Rajesh Gopinathan: Oh absolutely, we're in a good position to hire. 70% of what we are currently hiring, in fact, more than 70%, is coming to us directly.

And, the investments that we have made in the TCS national qualifier test and the platform that we have created, more than 3-3.5 lakh people participate in each of our hiring waves. So, we are still hiring only 1 out of 5, or less, people intending to apply to us.

We have done this in a very digitally transformative way. Even the ones who are near but didn't qualify, we go back to them and share with them the areas where they were short on because they are interested in working for us, we're interested in them and then they use the opportunity to skill themselves. We are very interested in bringing them on. So, the digital platform that we’ve created, that's a hugely powerful data set that we have which we are constantly mining. That’s why we are able to, midway through the year, go from 45,000 to 75,000—because we have the pool available with us.

Menaka Doshi: I'm looking at revenue per employee. Accenture has 6,24,000 employees and a total revenue of $50 billion in FY21. You're at 5,28,748 employees with an estimated total revenue of around $25-26 billion this year. Does that ratio change anytime in the near term, over the next three to five years?

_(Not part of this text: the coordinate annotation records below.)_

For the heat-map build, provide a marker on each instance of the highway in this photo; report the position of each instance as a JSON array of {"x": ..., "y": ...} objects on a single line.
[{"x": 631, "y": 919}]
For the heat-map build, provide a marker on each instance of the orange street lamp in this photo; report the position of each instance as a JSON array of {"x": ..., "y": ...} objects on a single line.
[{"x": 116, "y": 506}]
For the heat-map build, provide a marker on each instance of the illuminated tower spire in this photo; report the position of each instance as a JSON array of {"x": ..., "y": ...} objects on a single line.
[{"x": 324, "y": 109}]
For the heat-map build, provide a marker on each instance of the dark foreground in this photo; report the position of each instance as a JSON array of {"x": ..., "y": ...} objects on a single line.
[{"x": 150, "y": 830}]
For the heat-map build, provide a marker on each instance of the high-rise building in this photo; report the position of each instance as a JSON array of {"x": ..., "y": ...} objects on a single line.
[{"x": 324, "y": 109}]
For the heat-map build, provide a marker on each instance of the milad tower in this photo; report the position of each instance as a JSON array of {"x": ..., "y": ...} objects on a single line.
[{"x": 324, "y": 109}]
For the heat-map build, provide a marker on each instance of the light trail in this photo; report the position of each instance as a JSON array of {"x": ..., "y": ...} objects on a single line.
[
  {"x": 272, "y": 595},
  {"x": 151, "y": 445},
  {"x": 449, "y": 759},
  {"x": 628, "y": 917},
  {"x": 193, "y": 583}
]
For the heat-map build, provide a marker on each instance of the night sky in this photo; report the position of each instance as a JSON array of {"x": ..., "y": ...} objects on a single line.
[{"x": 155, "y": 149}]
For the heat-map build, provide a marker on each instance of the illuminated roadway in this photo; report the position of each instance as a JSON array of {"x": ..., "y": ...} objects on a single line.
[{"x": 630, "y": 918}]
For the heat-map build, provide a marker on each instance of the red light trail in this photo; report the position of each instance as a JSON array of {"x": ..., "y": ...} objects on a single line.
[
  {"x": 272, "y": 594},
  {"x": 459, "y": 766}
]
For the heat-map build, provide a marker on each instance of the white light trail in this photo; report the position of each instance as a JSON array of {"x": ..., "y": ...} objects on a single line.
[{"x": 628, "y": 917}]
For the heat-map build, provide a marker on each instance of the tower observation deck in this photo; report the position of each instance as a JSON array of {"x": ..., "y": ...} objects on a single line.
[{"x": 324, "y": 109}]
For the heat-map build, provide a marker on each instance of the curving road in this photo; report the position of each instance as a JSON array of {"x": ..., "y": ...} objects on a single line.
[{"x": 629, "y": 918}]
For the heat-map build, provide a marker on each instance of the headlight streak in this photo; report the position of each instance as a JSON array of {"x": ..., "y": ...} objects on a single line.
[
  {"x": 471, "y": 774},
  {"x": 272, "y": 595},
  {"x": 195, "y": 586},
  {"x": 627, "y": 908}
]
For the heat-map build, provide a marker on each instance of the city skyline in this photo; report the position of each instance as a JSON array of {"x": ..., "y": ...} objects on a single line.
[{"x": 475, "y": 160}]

Rajesh Gopinathan: That is not a metric that we target per se. As I said, in most areas you will think of value addition per employee. And, the economic value addition per employee that we have is actually much higher or almost, I would say 70-80% higher than the next largest competitor. That's a more important metric because the key resource for us is the employee and for each employee, are we able to create that economic value? That is the key question for us, and we have built our model to maximise that.

Menaka Doshi: Doesn’t that have a direct linkage to costs—wages or remuneration per employee?

Rajesh Gopinathan: It's a free market. Everybody is in the same space, in the same operating model.

So, it's a question of which will be areas which will generate high revenue with zero value addition. There could be very different businesses.

Our focus is to be in the business spaces where the value addition is the most and that's the metric that we are tracking and within that spectrum, we believe that the adjacencies that we're seeking, on the growth and transformation front, will actually continue to help us deliver on that. That's the investment that we are making. So, the metric that we're chasing is a different point.